In my life I am luckier than many. Even if I endure it with my boyfriend, with my friends, I still don’t personally endure abuse on account of my skin color, religion or sexual orientation.
But I am a woman. And that means I am in danger of being sexually harassed every time I walk outside of my door. I am, as every woman is, intensely and quietly aware of this fact, even when we don’t talk about it.
I wear a jacket or a shawl to cover my shoulders if I know I’ll be walking somewhere on my own at night. I try to have a hat to cover my long blonde hair, or carry a hair-tie to pull it up. I cross deserted streets when I see men coming towards me on my walk home.
I take short, intentional, furious steps while I glare and push ahead, chin up, keys jingling, pepper spray near, projecting that I am always only twenty feet from my destination. This is how I get home on my own at night.
If this seems dramatic or overly cautious, try being a woman walking through the city and deal with the constant catcalls. Or try being a woman going for a run on your own, and see if you feel safe.

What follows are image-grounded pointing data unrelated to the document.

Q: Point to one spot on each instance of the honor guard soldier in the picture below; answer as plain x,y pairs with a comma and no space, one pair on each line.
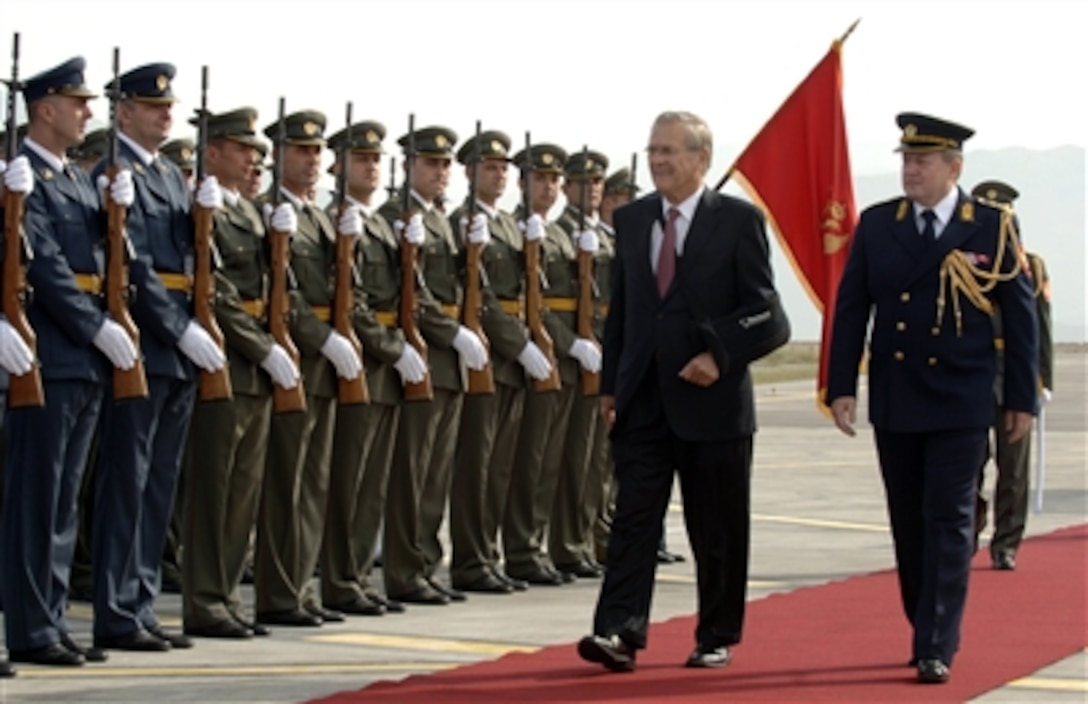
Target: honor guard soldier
77,346
1013,460
490,422
366,433
296,480
427,436
585,451
540,448
929,269
141,440
225,456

Three women were murdered this past year, just for running during the afternoon, just because they were outside in a secluded area, alone, and female.
As women, we do what we can—we try to walk one another as far home as we can manage, and solve the rest with an urgent “text me when you get home” plea.
And society teaches me that that is normal. That I shouldn’t talk too much about it, or how it affects me. That my only recourse is to act vigilantly—that if I get caught running on my own, walking on a dark road, or if I have too much to drink at a party, whatever happens to me is my fault.
I am tired of this charade that sexual violence is normal, and that the women who are less lucky than me were somehow at fault. I am tired of people being accepting of men who brutalize young women and blame it on drinking.
I am tired of people explaining away a sixty year-old man saying he has a right to grab women between the legs, whether they are married or not, because he has power.
I am tired of seeing Lauren Duca criticized by Tucker Carlson for caring about both Arianna Grande’s thigh-high boots and the societal implications of a Trump presidency.
I am tired of Duca having to tell him that she has a right to be here and also be a woman. I am tired of her being immediately and widely sexually harassed online as “punishment,” (Read her eloquent response to the harassment here).
I am tired of being silent. I am tired of putting my feelings aside to make sure everyone else is comfortable. Of being the peacemaker. Of being the nurturing woman.
I am tired of keeping quiet when someone is stomping all over my right to exist, and my right to be a woman, and my right to object to rape and sexual assault being glorified by the person ascending to the highest office in our country.
At sixty, Trump said you could commit sexual assault as long as you could get away with it.
At seventy, Trump suggested that the women who came forward about him sexually assaulting them were too ugly for him to rape.
Today, he will become the President of the United States of America.
I am tired, tired, tired of it.
I am smart, hard working, and driven. I paint my nails and I go to work. I try not to berate myself when I skip a workout and I have real, rational opinions about the state of the world. And I do not deserve to be raped.
I do not deserve to hear from anyone, let alone a man in the highest power, that it is okay for me to be raped.
I do not deserve to be told that joking about rape is normal.
I do not deserve this president.
And on Saturday, I will be marching in the Women’s March.
Because I’ve never deserved this—
But this time, I’m finally saying so.